How will this function? As it is currently designed and written in the Bill, subject to whatever changes both Houses make, a fund of £1 million per annum will be available to support political parties, payable in quarterly instalments on the basis of the percentage support they received from the electorate at the previous general election. This provision will not, therefore come into play until after the next general election which must take place in 1997. There will be a qualifying threshold of 2 per cent of the vote. The concept and precedent of qualifying thresholds is clear in this jurisdiction in that we have the requirement of a deposit and the forfeiture of that deposit if 25 per cent of the quota is not reached. That knocks on the head the idea that people would instantly form political groupings to stand at elections to get the money.
The qualifying threshold has two components. The first is the one to which I have just referred, obtaining an aggregate minimum support of 2 per cent in a general election. The second requirement is that the group be a registered political party. There is much jurisprudence associated with this. Many actions have been taken by groups and organisations who wanted to register as a political party. Some were successful, others were not. Some of us are old enough to recall Seán Dublin Bay Loftus's herculean attempts to get the Christian Democratic Party of Ireland registered on his behalf and on behalf of two other people, one of whom lived in Donegal. There is therefore a test as to what constitutes an organised political party against which there is now a body of jurisprudence.
What would happen with this £1 million based on the last general election? Our calculations suggest that Kevin Street or Parnell Square Sinn Féin would get some money as it received over 2 per cent of the vote in the last general election.
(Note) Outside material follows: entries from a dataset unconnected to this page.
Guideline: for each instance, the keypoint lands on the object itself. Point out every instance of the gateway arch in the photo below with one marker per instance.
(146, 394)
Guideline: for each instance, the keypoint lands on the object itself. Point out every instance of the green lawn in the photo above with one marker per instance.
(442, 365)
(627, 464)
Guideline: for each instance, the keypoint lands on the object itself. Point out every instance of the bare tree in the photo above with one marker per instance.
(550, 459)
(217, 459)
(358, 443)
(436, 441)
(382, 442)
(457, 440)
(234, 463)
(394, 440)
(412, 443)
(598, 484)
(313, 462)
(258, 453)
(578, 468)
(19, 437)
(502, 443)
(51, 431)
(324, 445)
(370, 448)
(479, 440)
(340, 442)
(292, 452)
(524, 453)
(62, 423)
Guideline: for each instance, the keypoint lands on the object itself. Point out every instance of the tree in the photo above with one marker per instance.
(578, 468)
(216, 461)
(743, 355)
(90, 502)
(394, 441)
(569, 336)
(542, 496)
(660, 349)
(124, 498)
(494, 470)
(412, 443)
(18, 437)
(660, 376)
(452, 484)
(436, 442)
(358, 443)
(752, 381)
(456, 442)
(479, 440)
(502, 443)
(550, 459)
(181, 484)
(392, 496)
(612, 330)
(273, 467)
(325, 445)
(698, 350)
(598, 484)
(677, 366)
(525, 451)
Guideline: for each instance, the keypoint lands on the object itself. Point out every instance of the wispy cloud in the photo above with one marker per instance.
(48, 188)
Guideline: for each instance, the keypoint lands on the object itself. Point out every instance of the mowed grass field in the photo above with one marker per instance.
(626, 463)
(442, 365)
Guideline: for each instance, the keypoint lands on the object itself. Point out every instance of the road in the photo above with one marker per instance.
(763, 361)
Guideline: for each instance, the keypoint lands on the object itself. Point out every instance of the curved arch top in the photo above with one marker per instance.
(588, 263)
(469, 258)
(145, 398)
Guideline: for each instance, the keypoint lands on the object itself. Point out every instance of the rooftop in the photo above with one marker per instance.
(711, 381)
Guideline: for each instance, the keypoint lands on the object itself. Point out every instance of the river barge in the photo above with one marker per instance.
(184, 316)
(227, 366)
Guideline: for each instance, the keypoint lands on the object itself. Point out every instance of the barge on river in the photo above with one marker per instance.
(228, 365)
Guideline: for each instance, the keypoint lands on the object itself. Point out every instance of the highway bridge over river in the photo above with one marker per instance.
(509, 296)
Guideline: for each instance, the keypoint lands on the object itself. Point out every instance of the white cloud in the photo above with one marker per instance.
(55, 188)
The Green Party, which has a representative in the Dáil, would also get money. Christian Solidarity, which I understand is now a registered political party, could also qualify if it received the vote Nora Bennis did in the European elections. We would then have at least one and possibly two registered political parties which demonstrated that they could get over 2 per cent of the vote in a national election, which would receive £20,000 for the four or five years during the period of that election. At the next general election they would retain that amount, lose it if they were below the threshold or increase it.
This in essence is the overall approach to the funding of political parties by the State. The total cost in a non-election year will be £2.7 million. Leaving aside the capital account of £1,500 million, the annual current account budget of this country is £13,038 million and out of that sum, we are looking for £2.6 million to fund political parties.
How are political parties funded at the moment? At present their money comes from mandatory membership fees, voluntary subscriptions by friends and supporters, donations from corporate Ireland or particular organisations such as trade unions in the case of the Labour Party and by levies on public representatives. For example, in the Labour Party I, as a Minister, pay a monthly standing order of £125 towards party funds; Ministers of State pay £110, Deputies £90 and Senators £75.